|Tara Helen O'Connor and Daniel Phillilps | Photo by Tom Emerson|
Flutist Tara Helen O’Connor made a lasting impression with an inspired performance of “Zoom Tube.” In less than five minutes, she explored a huge array of sounds with flusters, loud whispers, rhythmic puffs, loosey goosey tones, speaking (sort of) into the mouthpiece and playing at the same time. At one point, she held a note and went up the scale on another note at the same time (if I heard that right), and just before the end of the piece, she let out an affirmative “Yo!”
With her husband, violinist Daniel Phillips, O’Connor played Chris Rogerson’s “Quiet Song,” which began in a gently lyrical way and finished with a degree of tonal angularity that reminded me of Copland. This was followed by a long, dissonant piece called “Fantasy Etude” for solo violin that was written by Eugene Phillips, the father of Daniel Phillips. Because the score had an unwieldy 16 staves, it Phillips read it from an ipad, transitioning from page to page by hovering his foot over a pedal on the floor. But despite Phillips’s silky playing the piece just didn’t go anywhere in particular.
Next came two sets of improvisations by cellists Fred Sherry and Jay Campbell. Their playing took on a conversational style especially when one musician reacted to the playing of the other. Overall, the conversation was mostly pleasant, but it took an argumentative streak when Sherry stirred things up, grumbling from the lower register of his cello. That was fun to hear.

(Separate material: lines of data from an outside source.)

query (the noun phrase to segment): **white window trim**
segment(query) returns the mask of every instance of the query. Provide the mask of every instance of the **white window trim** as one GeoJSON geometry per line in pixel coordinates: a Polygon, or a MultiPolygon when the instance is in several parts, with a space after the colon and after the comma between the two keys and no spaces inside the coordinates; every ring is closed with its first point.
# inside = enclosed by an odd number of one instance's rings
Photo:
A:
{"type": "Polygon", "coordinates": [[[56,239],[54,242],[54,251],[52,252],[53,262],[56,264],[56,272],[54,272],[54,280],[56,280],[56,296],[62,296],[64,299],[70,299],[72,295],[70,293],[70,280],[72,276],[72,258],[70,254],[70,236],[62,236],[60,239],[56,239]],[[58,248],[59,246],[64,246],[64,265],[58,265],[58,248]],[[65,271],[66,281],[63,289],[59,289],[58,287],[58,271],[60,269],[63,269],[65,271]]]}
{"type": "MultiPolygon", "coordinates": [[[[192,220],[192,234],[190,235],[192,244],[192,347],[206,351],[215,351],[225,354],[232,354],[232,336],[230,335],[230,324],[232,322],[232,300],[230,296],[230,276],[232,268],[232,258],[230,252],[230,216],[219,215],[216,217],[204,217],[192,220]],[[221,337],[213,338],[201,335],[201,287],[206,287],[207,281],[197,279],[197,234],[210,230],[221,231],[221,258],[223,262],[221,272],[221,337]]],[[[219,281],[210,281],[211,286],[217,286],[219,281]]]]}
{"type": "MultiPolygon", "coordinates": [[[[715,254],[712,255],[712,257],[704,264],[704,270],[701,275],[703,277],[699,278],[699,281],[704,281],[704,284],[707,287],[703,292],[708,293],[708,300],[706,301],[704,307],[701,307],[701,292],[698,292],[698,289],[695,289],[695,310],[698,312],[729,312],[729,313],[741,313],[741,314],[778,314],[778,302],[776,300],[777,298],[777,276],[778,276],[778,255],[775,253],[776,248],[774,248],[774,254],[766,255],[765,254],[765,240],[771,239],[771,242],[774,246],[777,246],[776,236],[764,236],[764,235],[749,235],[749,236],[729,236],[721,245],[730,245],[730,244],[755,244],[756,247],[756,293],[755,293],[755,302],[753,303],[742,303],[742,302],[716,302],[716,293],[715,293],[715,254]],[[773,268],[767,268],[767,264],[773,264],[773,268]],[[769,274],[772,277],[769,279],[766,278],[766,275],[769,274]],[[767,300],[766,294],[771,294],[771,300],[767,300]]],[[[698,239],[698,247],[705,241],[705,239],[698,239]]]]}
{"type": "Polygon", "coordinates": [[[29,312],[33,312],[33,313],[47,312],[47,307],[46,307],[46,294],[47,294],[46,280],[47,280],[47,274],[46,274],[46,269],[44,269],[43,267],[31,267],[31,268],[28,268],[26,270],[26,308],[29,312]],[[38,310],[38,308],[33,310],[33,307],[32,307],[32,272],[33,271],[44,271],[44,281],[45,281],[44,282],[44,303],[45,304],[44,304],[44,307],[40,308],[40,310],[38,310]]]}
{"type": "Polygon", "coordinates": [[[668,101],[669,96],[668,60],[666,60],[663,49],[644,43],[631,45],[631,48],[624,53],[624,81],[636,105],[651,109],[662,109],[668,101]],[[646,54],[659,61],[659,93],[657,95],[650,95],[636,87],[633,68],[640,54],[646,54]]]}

The last half of the program was devoted to five songs inspired by the poetry of Lucy Miller Murray, who is the founder of a successful chamber music series in Harrisburg, Pennsylvania called Market Square Concerts. Each piece was written by a different composer: Jeremy Gill, Richard Wilson, Michael Brown, Paul Moravec, and Jake Heggie. They originally wrote their songs for mezzo-soprano and piano, and later added an obbligato for clarinet in a special arrangement for this concert. Miller Murray, Gill, and Wilson were in attendance and spoke a few words before the performance began.
The length of the introduction might have caused most singers to reach for a water bottle, but Canadian mezzo-soprano Evanna Chiew has steely nerves to go along with her lovely voice. She sang each number with passion and with a big sound that was a little too much for the confines of Room 175. I would have liked to have heard some pianissimos from her, but maybe all of the pieces she sang were written for mezzo-forte to double forte. Perhaps that was due the serious nature of the texts. Chiew’s singing was skillfully accompanied by pianist Yevgeny Yontov and clarinetist David Shifrin.
I was most impressed with Gill’s “Words” which had a wide, dramatic range for such a short poem. Wilson’s “On the Death of Juan Gelman” and Brown’s “Ambiguous Angel” struck me with their declamatory and strident tone. Unfortunately, I didn’t recover in time to focus on Moravec’s “Oh, Poor Words.” The last song in the set, Heggie’s “Would That I Were Edna St. Vincent Millay” had an infectious, cheeky piano part. But the vocal part, oddly, ended with a demonstrative tone. It was too bad that there wasn’t a least one more lighter, humorous piece to follow it.